The leading digits of factorials follow Benford’s law as described in the previous post. In fact, factorials follow Benford’s law even better than physical constants do. Here’s a graph of the leading digits of the factorials of 1 through 500.
In the remainder of this post, I’ll explain why Benford’s law should apply to factorials, make an aside on statistics, and point out an interesting feature of the Python code used to generate the chart above.
Why Benford’s law applies
Here’s a hand-waving explanation. One way to justify Benford’s law is to say that physical constants are uniformly distributed, but on a logarithmic scale. The same is true for factorials, and it’s easier to see why.
The leading digits of the logarithms depend on on their logarithms in base 10. The gamma function extends the factorial function and it is log-convex. The logarithm of the gamma function is fairly flat (see plot here), and so the leading digits of the log-gamma function applied to integers are uniformly distributed on a logarithmic scale. (I’ve mixed logs base 10 and natural logs here, but that doesn’t matter. All logarithms are the same up to a multiplicative constant. So if a plot is nearly linear on a log10 scale, it’s nearly linear on a natural log scale.)
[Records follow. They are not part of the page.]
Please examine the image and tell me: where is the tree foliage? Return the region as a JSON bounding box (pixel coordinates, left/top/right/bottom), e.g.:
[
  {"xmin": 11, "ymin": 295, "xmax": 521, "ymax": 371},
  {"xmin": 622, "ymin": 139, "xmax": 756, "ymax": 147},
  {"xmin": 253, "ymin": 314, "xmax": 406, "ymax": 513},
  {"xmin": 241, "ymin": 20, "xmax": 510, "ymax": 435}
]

Update: Graham gives a link in the comments below to a paper proving that factorials satisfy Benford’s law exactly in the limit.
Uniform on what scale?
This example brings up an important principle in statistics. Some say that if you don’t have a reason to assume anything else, use a uniform distribution. For example, some say that a uniform prior is the ideal uninformative prior for Bayesian statistics. But you have to ask “Uniform on what scale?” It turns out that the leading digits of physical constants and factorials are indeed uniformly distributed, but on a logarithmic scale.
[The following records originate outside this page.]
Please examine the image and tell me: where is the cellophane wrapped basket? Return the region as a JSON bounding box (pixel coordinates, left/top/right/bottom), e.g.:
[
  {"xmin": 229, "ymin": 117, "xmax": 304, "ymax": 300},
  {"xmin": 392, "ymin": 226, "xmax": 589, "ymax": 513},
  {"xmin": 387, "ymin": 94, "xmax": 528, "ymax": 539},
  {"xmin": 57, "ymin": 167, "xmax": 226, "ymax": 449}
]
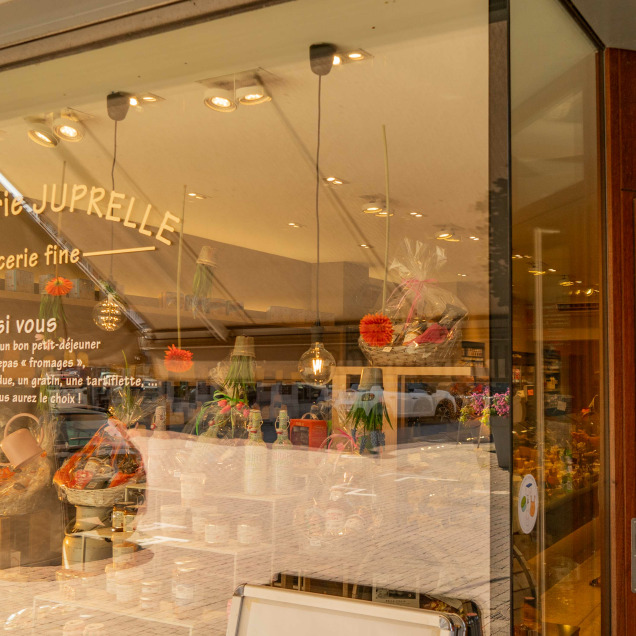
[
  {"xmin": 359, "ymin": 240, "xmax": 467, "ymax": 367},
  {"xmin": 0, "ymin": 413, "xmax": 55, "ymax": 517},
  {"xmin": 54, "ymin": 417, "xmax": 144, "ymax": 507}
]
Python integers and floating point
I used nearly the same code to produce the chart above as I used in its counterpart in the previous post. However, one thing had to change: I couldn’t compute the leading digits of the factorials the same way. Python has extended precision integers, so I can compute 500! factorial without overflowing. Using floating point numbers, I could only go up to 170!. But when I used my previous code to find the leading digit, it first tried to apply
log10 to an integer larger than the largest representable floating point number and failed. Converting numbers such as 500! to floating point numbers will overflow. (See Floating point numbers are a leaky abstraction.)
The solution was to find the leading digit using only integer operations.
def leading_digit_int(n): while n > 9: n = n/10 return n
This code works fine for numbers like 500! or even larger.